Di seberang saya, seorang pria dengan anak laki-lakinya, memegang alat pancing sambil bercengkerama tentang cara menangkap ikan. Samar-samar saya mencium aroma asin, gurih, dan manis yang berasal dari warung depan. Aroma rempah-rempah yang menguap ke udara mengingatkan saya dengan masakan ibu di rumah, benar-benar menggoda saya untuk memakan satu ekor saja nila goreng.
Ini sangat ironi saat saya memberi makan para ikan nila dan pada saat yang bersamaan, saya juga ingin memakan mereka. Setelah bertanya dengan beberapa penjual di sana, saya mendapat penjelasan bahwa ikan-ikan di sini memang boleh dimakan tapi harus melewati aturan yang berlaku. Seperti yang dilakukan oleh pasangan ayah-anak tadi, mereka membayar untuk memancing sehingga hasil tangkapan mereka nantinya adalah apa yang akan mereka makan.
Tiba-tiba, saya merasa sedih. Saya pun berjongkok lagi di tepi kali dengan memegang gelas plastik transparan yang sudah kosong, sembari memandang para ikan berkerubung di bawah sana dan memikirkan nasib mereka. Mereka berkumpul gelisah di dalam bayangan saya seolah mengharap beberapa butir pakan ikan. Akan sangat menyedihkan jika di antara ikan-ikan ini ada sebagian ekor yang tidak berhasil merebut pakan.
Saya menjulurkan ujung telunjuk ke permukaan air. Sensasi dingin menyelimuti kulit. Beberapa ekor nila tampak ragu-ragu memperhatikan jari tangan saya, kemudian dengan gerakan secepat kilat mereka menggigit kulit saya. Itu sedikit mengejutkan.
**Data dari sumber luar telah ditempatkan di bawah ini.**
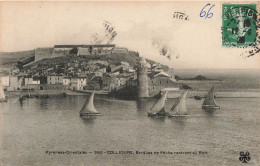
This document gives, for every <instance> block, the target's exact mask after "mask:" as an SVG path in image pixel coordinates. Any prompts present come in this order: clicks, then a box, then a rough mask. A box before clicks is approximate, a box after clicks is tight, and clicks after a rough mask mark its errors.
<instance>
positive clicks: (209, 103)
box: [203, 86, 217, 106]
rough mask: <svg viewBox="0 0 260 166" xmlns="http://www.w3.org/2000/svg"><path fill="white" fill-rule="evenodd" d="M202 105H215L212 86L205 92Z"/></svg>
mask: <svg viewBox="0 0 260 166" xmlns="http://www.w3.org/2000/svg"><path fill="white" fill-rule="evenodd" d="M203 105H209V106H217V104H216V102H215V99H214V86H213V87H212V88H211V89H210V91H209V93H208V94H207V96H206V98H205V100H204V102H203Z"/></svg>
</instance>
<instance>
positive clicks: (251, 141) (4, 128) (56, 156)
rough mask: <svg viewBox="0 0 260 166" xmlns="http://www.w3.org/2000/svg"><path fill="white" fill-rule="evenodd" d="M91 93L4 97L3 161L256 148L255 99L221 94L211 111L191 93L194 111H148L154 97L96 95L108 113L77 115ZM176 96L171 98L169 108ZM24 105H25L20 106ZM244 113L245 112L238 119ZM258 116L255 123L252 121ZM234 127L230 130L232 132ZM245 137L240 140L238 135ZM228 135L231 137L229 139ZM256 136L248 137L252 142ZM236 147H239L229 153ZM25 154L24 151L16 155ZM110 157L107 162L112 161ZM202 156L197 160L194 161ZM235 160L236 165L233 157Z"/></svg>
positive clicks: (119, 156)
mask: <svg viewBox="0 0 260 166" xmlns="http://www.w3.org/2000/svg"><path fill="white" fill-rule="evenodd" d="M87 98H88V96H67V97H51V98H48V99H41V98H30V99H25V101H24V102H23V103H22V104H21V103H19V100H17V99H10V100H9V101H8V102H7V103H1V104H0V106H1V107H0V108H1V109H0V117H1V119H3V120H1V122H0V123H1V125H0V131H1V135H0V140H1V146H0V152H4V153H1V154H0V161H1V162H2V163H3V164H4V165H42V163H47V165H72V161H73V165H86V163H88V164H89V165H97V164H100V165H114V164H113V163H114V162H117V161H120V162H121V165H135V164H136V163H139V165H194V161H197V160H198V159H199V160H200V161H201V162H203V163H204V164H205V165H211V163H212V160H213V159H214V161H215V162H216V163H218V165H223V162H226V165H234V162H233V161H234V158H235V159H237V154H239V152H240V151H241V147H246V148H247V149H248V150H249V151H250V153H251V154H257V152H258V149H257V146H255V145H257V143H259V140H258V139H257V138H258V136H257V133H258V130H259V127H258V126H259V116H256V115H257V114H258V111H259V109H258V108H260V102H259V99H256V98H248V99H244V98H234V99H228V100H227V99H221V98H219V99H218V98H217V99H216V100H217V102H218V104H219V105H220V106H221V109H220V110H216V111H214V112H206V111H204V110H202V109H201V105H202V102H203V101H197V100H194V99H190V98H187V99H186V108H187V111H188V112H189V115H190V116H189V117H173V118H168V117H165V118H149V117H148V116H147V112H148V111H149V109H150V108H151V106H152V105H153V103H154V102H155V101H156V100H154V99H145V100H138V101H126V100H112V99H109V98H99V97H95V100H94V105H95V107H96V109H97V110H98V111H99V112H100V113H101V114H102V116H98V117H93V118H86V119H84V118H81V117H79V111H80V109H81V108H82V106H83V104H84V102H85V101H86V99H87ZM175 101H176V100H174V99H168V100H167V102H166V109H170V108H171V107H172V105H173V104H174V102H175ZM20 110H23V111H20ZM238 116H239V117H243V119H242V120H241V118H240V120H238V119H239V118H238ZM252 122H254V123H252ZM230 131H232V132H230ZM238 138H239V139H238ZM223 140H225V141H223ZM249 143H250V144H249ZM50 150H54V151H55V150H65V151H66V150H72V151H73V150H75V151H77V150H88V151H96V150H104V151H108V150H112V151H113V150H132V151H135V150H139V151H151V152H153V151H196V150H202V151H208V155H207V156H181V157H180V156H174V155H173V156H165V155H161V156H154V155H152V156H145V155H143V156H138V155H131V156H126V155H125V156H123V155H113V156H111V155H95V154H92V155H86V156H82V155H59V156H57V155H52V156H48V155H47V156H46V155H45V152H46V151H50ZM230 151H233V152H234V153H230ZM14 154H19V155H14ZM108 161H109V162H111V163H109V164H108V163H107V162H108ZM196 164H197V165H198V164H199V163H195V165H196ZM235 165H236V164H235Z"/></svg>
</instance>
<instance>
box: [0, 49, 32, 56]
mask: <svg viewBox="0 0 260 166" xmlns="http://www.w3.org/2000/svg"><path fill="white" fill-rule="evenodd" d="M31 56H34V50H29V51H18V52H0V58H28V57H31Z"/></svg>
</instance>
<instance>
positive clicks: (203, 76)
mask: <svg viewBox="0 0 260 166" xmlns="http://www.w3.org/2000/svg"><path fill="white" fill-rule="evenodd" d="M190 80H211V79H210V78H207V77H204V76H202V75H197V76H196V77H194V78H191V79H190Z"/></svg>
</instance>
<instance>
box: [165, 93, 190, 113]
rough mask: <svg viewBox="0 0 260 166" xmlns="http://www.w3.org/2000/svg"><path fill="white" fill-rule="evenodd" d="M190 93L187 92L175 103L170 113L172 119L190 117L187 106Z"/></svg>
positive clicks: (182, 94) (170, 110) (173, 105)
mask: <svg viewBox="0 0 260 166" xmlns="http://www.w3.org/2000/svg"><path fill="white" fill-rule="evenodd" d="M187 92H188V91H185V92H184V93H183V94H182V95H181V96H180V97H179V98H178V100H177V101H176V102H175V103H174V105H173V106H172V108H171V110H170V112H169V116H168V117H169V118H171V117H181V116H189V115H188V112H187V111H186V106H185V98H186V95H187Z"/></svg>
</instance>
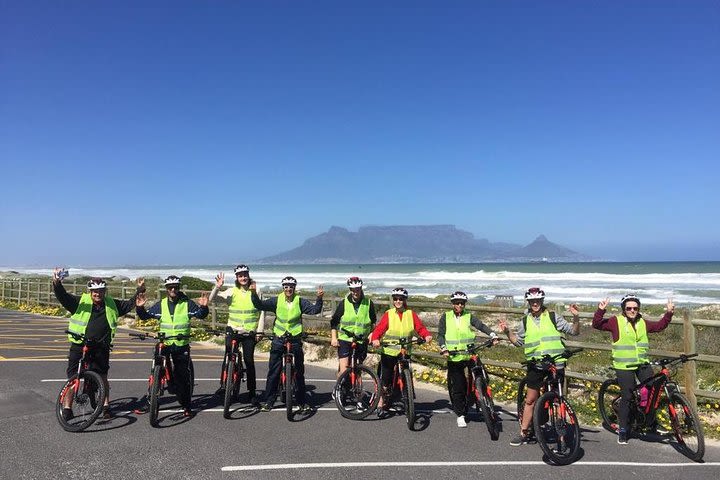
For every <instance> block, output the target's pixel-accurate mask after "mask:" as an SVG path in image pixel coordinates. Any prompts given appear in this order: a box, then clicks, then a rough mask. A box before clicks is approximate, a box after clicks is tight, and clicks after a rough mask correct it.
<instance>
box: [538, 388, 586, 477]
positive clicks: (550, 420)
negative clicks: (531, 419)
mask: <svg viewBox="0 0 720 480" xmlns="http://www.w3.org/2000/svg"><path fill="white" fill-rule="evenodd" d="M543 411H545V412H547V413H546V416H547V421H545V422H544V421H543V418H542V417H543V415H542V413H543ZM533 425H534V426H535V435H536V437H537V441H538V443H539V444H540V448H542V450H543V452H544V453H545V455H547V457H548V459H549V460H550V461H551V462H552V463H554V464H556V465H569V464H571V463H573V462H574V461H575V460H577V458H578V456H579V455H580V425H579V424H578V421H577V417H576V416H575V412H574V411H573V409H572V407H571V406H570V404H569V403H568V402H567V401H566V400H565V399H564V398H563V399H561V398H560V396H559V395H558V394H557V392H546V393H544V394H543V395H541V396H540V398H539V399H538V401H537V403H535V410H534V412H533Z"/></svg>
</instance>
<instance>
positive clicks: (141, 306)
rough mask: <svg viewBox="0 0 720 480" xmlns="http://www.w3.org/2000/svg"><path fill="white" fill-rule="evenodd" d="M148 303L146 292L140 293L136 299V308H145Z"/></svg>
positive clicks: (135, 299)
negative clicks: (147, 301)
mask: <svg viewBox="0 0 720 480" xmlns="http://www.w3.org/2000/svg"><path fill="white" fill-rule="evenodd" d="M146 301H147V295H146V294H145V292H143V293H138V294H137V296H136V297H135V306H136V307H144V306H145V302H146Z"/></svg>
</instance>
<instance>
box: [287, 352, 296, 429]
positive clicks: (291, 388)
mask: <svg viewBox="0 0 720 480" xmlns="http://www.w3.org/2000/svg"><path fill="white" fill-rule="evenodd" d="M292 370H293V368H292V363H290V362H287V363H286V364H285V415H286V416H287V419H288V420H290V421H292V418H293V413H292V403H293V395H294V394H295V379H294V378H293V371H292Z"/></svg>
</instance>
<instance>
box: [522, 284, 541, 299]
mask: <svg viewBox="0 0 720 480" xmlns="http://www.w3.org/2000/svg"><path fill="white" fill-rule="evenodd" d="M544 298H545V292H544V291H543V290H540V288H538V287H532V288H528V291H527V292H525V300H543V299H544Z"/></svg>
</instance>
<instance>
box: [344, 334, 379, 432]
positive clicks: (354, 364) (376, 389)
mask: <svg viewBox="0 0 720 480" xmlns="http://www.w3.org/2000/svg"><path fill="white" fill-rule="evenodd" d="M342 332H343V333H344V334H345V335H347V336H348V337H350V338H351V339H352V340H351V344H350V358H349V361H348V366H347V368H346V369H345V371H344V372H343V373H342V374H340V376H339V377H338V379H337V382H335V387H334V389H333V392H334V395H335V405H336V406H337V408H338V410H339V411H340V414H341V415H342V416H343V417H345V418H349V419H351V420H362V419H363V418H365V417H367V416H368V415H370V414H371V413H372V412H373V411H375V409H376V408H377V405H378V402H379V401H380V395H379V394H378V391H379V389H378V386H379V384H380V381H379V380H378V377H377V374H376V373H375V372H374V371H373V370H372V369H370V368H369V367H366V366H365V365H363V364H362V363H361V362H360V361H358V359H357V356H356V352H357V348H358V344H359V343H362V342H363V341H366V337H364V336H357V335H355V334H354V333H352V332H349V331H348V330H346V329H342Z"/></svg>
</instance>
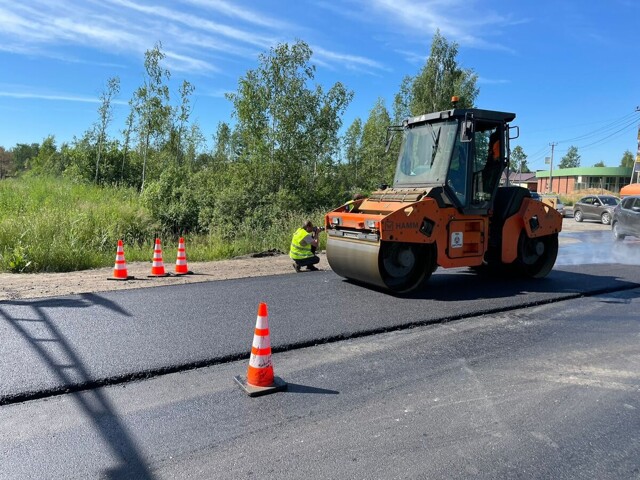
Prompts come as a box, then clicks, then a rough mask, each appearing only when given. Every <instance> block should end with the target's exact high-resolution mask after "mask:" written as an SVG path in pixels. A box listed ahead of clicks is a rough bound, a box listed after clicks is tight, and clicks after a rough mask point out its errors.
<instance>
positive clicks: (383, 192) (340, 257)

Saya menganggapnya sebagai kecupan perpisahan. Saya tahu cepat atau lambat, ikan-ikan di sini akan dimakan oleh orang-orang yang ada di sini dan menggantinya dengan ikan-ikan yang baru.
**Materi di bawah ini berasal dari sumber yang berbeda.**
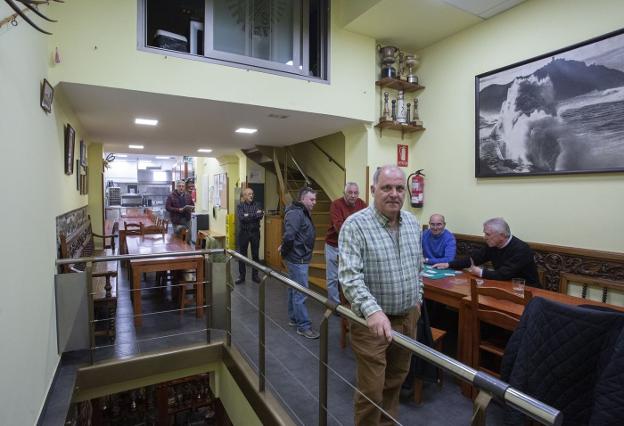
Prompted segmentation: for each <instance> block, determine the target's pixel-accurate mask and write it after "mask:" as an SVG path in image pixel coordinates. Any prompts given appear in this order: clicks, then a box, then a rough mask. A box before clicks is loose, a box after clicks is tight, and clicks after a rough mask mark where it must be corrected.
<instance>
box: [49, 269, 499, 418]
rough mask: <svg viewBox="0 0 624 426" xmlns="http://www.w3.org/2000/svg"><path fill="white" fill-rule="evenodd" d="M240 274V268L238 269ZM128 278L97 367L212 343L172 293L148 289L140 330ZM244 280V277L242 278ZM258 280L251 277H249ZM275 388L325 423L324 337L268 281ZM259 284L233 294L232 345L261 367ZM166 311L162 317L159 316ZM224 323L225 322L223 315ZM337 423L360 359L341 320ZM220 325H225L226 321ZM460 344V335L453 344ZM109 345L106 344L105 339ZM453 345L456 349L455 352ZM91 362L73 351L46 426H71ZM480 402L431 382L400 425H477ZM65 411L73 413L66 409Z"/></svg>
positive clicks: (498, 414) (338, 326)
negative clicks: (347, 334)
mask: <svg viewBox="0 0 624 426" xmlns="http://www.w3.org/2000/svg"><path fill="white" fill-rule="evenodd" d="M232 267H233V268H234V269H235V268H236V265H232ZM121 272H122V273H120V277H121V278H120V283H119V300H118V309H117V339H116V341H115V344H114V345H112V346H108V347H102V348H100V349H98V350H97V351H96V356H95V359H96V362H97V361H102V360H106V359H110V358H112V357H114V358H125V357H131V356H133V355H136V354H139V353H147V352H152V351H158V350H162V349H168V348H171V347H177V346H184V345H189V344H193V343H198V342H205V341H206V332H205V330H206V323H205V320H204V319H203V318H202V319H197V318H195V312H194V310H193V309H192V308H191V309H189V310H188V311H186V312H184V314H183V315H180V313H179V312H178V311H175V309H176V308H177V303H178V301H177V300H176V298H175V297H172V291H171V289H167V290H166V291H165V292H163V291H161V290H159V289H156V290H148V291H143V292H142V295H141V300H142V305H143V312H144V313H146V314H148V313H149V315H146V316H145V317H144V319H143V326H142V327H140V328H138V329H137V328H135V326H134V324H133V321H132V314H133V311H132V304H131V299H130V293H129V291H128V289H129V285H128V281H127V278H126V277H127V274H125V271H121ZM234 276H236V275H234ZM247 277H251V273H248V274H247ZM153 278H154V274H151V275H148V276H147V281H146V282H144V283H143V288H146V287H151V286H152V285H153V284H152V283H151V281H150V280H153ZM267 283H268V284H267V292H266V293H267V302H266V314H267V327H266V328H267V331H266V349H267V376H266V380H267V388H268V389H269V390H271V391H272V392H273V393H274V394H275V395H276V397H277V398H278V399H279V400H281V401H282V403H283V404H284V406H285V407H287V410H288V411H289V412H290V414H291V416H292V418H293V419H294V420H295V421H296V422H297V423H299V424H302V425H314V424H318V365H319V361H318V356H319V340H308V339H305V338H303V337H301V336H299V335H297V334H296V332H295V329H294V328H293V327H289V326H288V325H287V323H288V316H287V309H286V300H287V296H286V294H287V293H286V288H285V286H284V285H282V284H280V283H279V282H277V281H276V280H269V281H268V282H267ZM257 306H258V285H257V284H255V283H253V282H252V281H251V280H250V279H249V280H248V281H247V282H246V283H244V284H241V285H237V286H236V287H235V290H234V292H233V293H232V343H233V345H235V346H236V347H237V348H238V349H239V351H240V352H241V353H242V354H243V356H245V357H246V358H247V360H248V361H249V363H250V364H251V365H252V366H253V367H254V368H255V366H256V365H257V361H258V325H257V324H258V309H257ZM307 306H308V309H309V311H310V317H311V319H312V321H313V325H314V327H318V324H319V320H320V319H321V317H322V314H323V311H322V308H321V306H320V305H319V304H316V303H314V302H313V301H311V300H308V302H307ZM158 311H166V312H164V313H160V314H154V315H152V314H151V313H154V312H158ZM221 319H222V318H221ZM329 321H330V324H329V362H328V367H329V386H328V393H329V396H328V408H329V413H330V414H329V424H331V425H351V424H353V406H352V401H353V390H354V389H353V386H354V383H355V380H354V378H355V361H354V356H353V353H352V352H351V350H350V348H349V347H347V348H346V349H344V350H342V349H340V347H339V332H340V328H339V325H340V320H339V318H338V317H336V316H333V315H332V316H331V317H330V318H329ZM218 322H219V321H217V323H218ZM211 337H212V339H213V340H214V339H223V338H224V332H223V331H222V330H211ZM450 340H451V341H452V336H451V339H450ZM98 344H106V342H104V341H102V342H98ZM452 346H453V345H452V344H450V345H448V348H449V349H451V350H453V348H452ZM87 360H88V356H87V354H65V355H64V357H63V360H62V364H61V367H60V369H59V374H58V377H57V379H56V381H55V385H54V390H53V392H52V393H51V396H50V399H49V401H48V404H47V410H46V412H45V413H44V417H43V420H44V423H43V424H46V425H47V424H59V425H60V424H63V420H64V418H65V412H66V410H67V406H68V402H69V398H71V388H72V387H73V377H74V376H75V371H76V368H77V367H78V366H79V365H80V364H84V363H85V362H86V361H87ZM471 409H472V404H471V401H470V400H469V399H466V398H464V397H463V396H461V395H460V392H459V388H458V386H457V384H456V383H455V381H454V379H453V378H451V377H446V379H445V382H444V386H443V387H442V388H441V389H439V388H438V387H436V386H435V385H433V384H426V385H425V389H424V398H423V403H422V404H421V405H416V404H414V403H412V402H410V401H409V399H408V400H406V401H405V402H403V403H402V404H401V409H400V417H399V421H400V422H401V423H402V424H405V425H453V424H458V425H460V424H461V425H463V424H467V423H469V422H470V416H471ZM63 410H65V412H64V411H63ZM492 411H493V412H492V413H491V414H489V418H488V424H498V423H500V418H501V416H500V411H501V410H500V409H498V407H492Z"/></svg>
Matahari semakin tinggi dan panasnya semakin terik. Teman saya, mulai mengomel karena saya terlalu lama melihat ikan sedangkan dia telah menghabiskan beberapa tusuk sate. Saya melihat bekas mangkuk dan piring di depannya dan hampir semuanya kosong melompong. Saya yakin kuliner di sini sangat enak sehingga teman saya rela menghabiskan begitu banyak menu di sini satu per satu dengan sabar. Dia bertanya penasaran mengapa saya tidak mencoba sedikitpun jajanan yang dijual. Tentu saja, saya tidak akan mengatakan bahwa saya tidak memiliki uang tunai. Saya harap di lain hari bisa pergi ke sini lagi dan mencicipi ikan nila goreng bersama-sama. Entah kenapa harapan saya begitu kontradiksi dengan perasaan sedih yang baru saja saya alami.